Scientists advising the government on vaccine deployment were against vaccinating adolescents because of their low risk of becoming seriously ill with Covid-19. They were included in the vaccination program after the country’s chief medical officers concluded they faced additional health risks due to lack of education.
Most school-aged children in Britain receive a single dose of the vaccine, reflecting concerns about rare side effects. Less than 15% of those 17 and under are fully immunized.
In France, 67% of children aged 12 to 17 are fully vaccinated. In Portugal, the figure is 82%. Spain has fully vaccinated more than three quarters of young people aged 12 to 19. Italy vaccinated 62% of the same age group.
“The problem is, there are a very large number of school-aged students,” said Linda Bauld, professor of public health at the University of Edinburgh.
The UK’s reluctance to vaccinate schoolchildren has meant that several European neighbors have surpassed it in the share of their populations fully vaccinated, according to data from the European Center for Disease Prevention and Control and the Our World in Data project from the University of Oxford.
About 66% of the UK’s total population is fully vaccinated. This is slightly ahead of Germany, where 65% of the population is fully vaccinated, and behind France at 73% and Italy at 69%. Several European countries, including Denmark, Spain and Ireland, have fully immunized more than 75% of their population. Portugal has fully vaccinated 86% of its citizens.
In the United States, 56% of the population is fully vaccinated, according to the Centers for Disease Control and Prevention.

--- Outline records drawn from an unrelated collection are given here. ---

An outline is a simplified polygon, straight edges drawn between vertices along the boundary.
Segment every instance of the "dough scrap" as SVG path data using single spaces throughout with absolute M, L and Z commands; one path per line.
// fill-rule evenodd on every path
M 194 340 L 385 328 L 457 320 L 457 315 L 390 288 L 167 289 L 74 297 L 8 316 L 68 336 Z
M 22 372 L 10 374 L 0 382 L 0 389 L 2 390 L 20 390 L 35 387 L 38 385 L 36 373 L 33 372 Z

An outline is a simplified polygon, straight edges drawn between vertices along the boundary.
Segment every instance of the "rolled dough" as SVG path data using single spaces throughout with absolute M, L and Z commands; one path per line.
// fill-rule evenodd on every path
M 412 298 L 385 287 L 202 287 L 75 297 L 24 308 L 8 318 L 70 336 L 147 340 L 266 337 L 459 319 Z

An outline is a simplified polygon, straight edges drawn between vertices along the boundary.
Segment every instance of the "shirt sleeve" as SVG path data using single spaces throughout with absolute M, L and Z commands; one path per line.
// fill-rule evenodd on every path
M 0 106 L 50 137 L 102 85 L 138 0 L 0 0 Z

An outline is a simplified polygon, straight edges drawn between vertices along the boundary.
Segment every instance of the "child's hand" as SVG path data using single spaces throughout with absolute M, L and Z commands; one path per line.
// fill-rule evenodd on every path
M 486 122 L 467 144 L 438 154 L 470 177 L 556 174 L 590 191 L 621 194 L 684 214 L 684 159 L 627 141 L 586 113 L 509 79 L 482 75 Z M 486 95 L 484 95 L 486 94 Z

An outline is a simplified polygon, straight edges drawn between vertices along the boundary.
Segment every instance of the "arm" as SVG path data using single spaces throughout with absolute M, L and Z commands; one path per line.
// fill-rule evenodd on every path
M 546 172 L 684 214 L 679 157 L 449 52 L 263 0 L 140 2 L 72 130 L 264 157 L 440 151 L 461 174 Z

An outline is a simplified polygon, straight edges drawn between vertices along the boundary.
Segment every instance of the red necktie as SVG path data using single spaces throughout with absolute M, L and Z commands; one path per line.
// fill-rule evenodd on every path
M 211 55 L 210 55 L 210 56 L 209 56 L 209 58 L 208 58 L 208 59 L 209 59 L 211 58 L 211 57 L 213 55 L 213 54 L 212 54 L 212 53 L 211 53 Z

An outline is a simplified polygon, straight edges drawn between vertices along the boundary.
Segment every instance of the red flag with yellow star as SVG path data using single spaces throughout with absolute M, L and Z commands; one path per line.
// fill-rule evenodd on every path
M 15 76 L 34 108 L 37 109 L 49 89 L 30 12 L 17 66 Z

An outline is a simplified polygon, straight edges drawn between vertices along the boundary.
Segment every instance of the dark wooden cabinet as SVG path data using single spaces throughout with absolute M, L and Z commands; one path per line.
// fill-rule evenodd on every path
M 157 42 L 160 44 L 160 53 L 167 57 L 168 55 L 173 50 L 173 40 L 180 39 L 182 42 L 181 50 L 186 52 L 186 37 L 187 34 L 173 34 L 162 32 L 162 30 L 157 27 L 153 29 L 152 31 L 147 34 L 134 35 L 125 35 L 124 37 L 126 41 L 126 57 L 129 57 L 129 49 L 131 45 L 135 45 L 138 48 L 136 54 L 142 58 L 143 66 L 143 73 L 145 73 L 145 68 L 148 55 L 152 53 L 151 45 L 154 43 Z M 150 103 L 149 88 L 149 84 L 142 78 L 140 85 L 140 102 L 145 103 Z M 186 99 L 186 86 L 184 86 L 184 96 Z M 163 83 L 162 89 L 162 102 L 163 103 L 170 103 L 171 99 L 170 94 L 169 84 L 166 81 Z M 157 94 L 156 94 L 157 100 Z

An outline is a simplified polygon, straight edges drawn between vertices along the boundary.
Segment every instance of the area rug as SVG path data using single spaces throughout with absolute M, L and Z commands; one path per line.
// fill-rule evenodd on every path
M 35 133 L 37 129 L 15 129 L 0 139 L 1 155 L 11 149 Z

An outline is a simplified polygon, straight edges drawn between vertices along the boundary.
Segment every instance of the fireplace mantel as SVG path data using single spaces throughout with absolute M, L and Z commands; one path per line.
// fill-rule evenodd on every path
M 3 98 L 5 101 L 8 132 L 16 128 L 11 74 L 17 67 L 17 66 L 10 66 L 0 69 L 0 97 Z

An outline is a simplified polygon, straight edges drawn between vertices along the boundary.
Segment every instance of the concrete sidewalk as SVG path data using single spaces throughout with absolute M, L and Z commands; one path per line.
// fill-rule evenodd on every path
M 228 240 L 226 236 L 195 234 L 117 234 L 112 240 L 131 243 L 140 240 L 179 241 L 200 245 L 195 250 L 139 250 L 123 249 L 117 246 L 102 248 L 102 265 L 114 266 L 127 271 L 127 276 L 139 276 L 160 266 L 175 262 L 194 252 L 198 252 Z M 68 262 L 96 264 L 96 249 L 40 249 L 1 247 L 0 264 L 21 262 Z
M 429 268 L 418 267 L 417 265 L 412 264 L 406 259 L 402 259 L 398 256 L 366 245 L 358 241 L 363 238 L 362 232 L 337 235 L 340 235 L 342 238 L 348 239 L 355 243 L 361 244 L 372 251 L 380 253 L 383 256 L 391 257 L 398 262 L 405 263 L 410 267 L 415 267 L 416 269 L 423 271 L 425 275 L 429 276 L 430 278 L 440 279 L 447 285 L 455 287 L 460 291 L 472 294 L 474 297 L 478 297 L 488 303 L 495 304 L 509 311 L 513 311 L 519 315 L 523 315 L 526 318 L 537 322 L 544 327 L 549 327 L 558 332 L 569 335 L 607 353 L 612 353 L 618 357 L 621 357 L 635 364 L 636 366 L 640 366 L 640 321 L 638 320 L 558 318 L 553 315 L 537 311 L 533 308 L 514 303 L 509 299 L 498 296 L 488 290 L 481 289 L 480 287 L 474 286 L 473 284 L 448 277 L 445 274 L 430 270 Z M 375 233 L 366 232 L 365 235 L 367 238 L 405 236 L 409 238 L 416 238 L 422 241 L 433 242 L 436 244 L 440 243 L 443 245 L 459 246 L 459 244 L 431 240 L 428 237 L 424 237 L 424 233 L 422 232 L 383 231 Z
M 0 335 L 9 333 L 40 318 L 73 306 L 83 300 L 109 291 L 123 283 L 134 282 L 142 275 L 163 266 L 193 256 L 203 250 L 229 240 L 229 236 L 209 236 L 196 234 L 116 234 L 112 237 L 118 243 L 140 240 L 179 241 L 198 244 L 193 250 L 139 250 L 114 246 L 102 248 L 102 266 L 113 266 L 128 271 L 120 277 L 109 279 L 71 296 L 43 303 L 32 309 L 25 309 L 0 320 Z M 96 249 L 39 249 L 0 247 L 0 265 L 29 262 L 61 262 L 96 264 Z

Although the UK experiences high and persistent workloads, the trend of hospitalizations and deaths is more positive, highlighting the effect of vaccines on limiting serious illness and the young age of most infected people.
Admissions have been dropping since early September and deaths since the middle of this month. Daily admissions peaked at around 1,000, lower than the 4,200 per day recorded during the deadliest wave of Covid-19 in January, and are currently around 700 per day. Daily deaths reached over 1,200 in January. The latest seven-day average of new deaths in the UK is 110.
This is above the level of daily Covid-19 deaths recorded in most countries in Europe. Paul Hunter, professor of medicine at the University of East Anglia, said the decline in immunity after vaccination could help explain the number of severe cases since the UK started vaccinating its elderly populations and vulnerable before their neighbors. The UK and other European countries have started giving booster shots before winter, to fight the risk that waning immunity could lead to a resurgence of serious illnesses.
Professor Hunter said the weakening of immunity means it’s reasonable to expect the coronavirus to continue causing infections as the pandemic recedes. But over time, and in the absence of the emergence of a more virulent variant of the virus that may elude immunity, the proportion of severe cases is expected to decline as more people face repeated exposure. over time. Coronaviruses that cause colds infect thousands of people a day, but rarely seriously.
“Once you get some immunity, when you get it another time, you’re less likely to get seriously ill,” he said.
—Giovanni Legorano, Bojan Pancevski, Nick Kostov and Sam Schechner contributed to this article.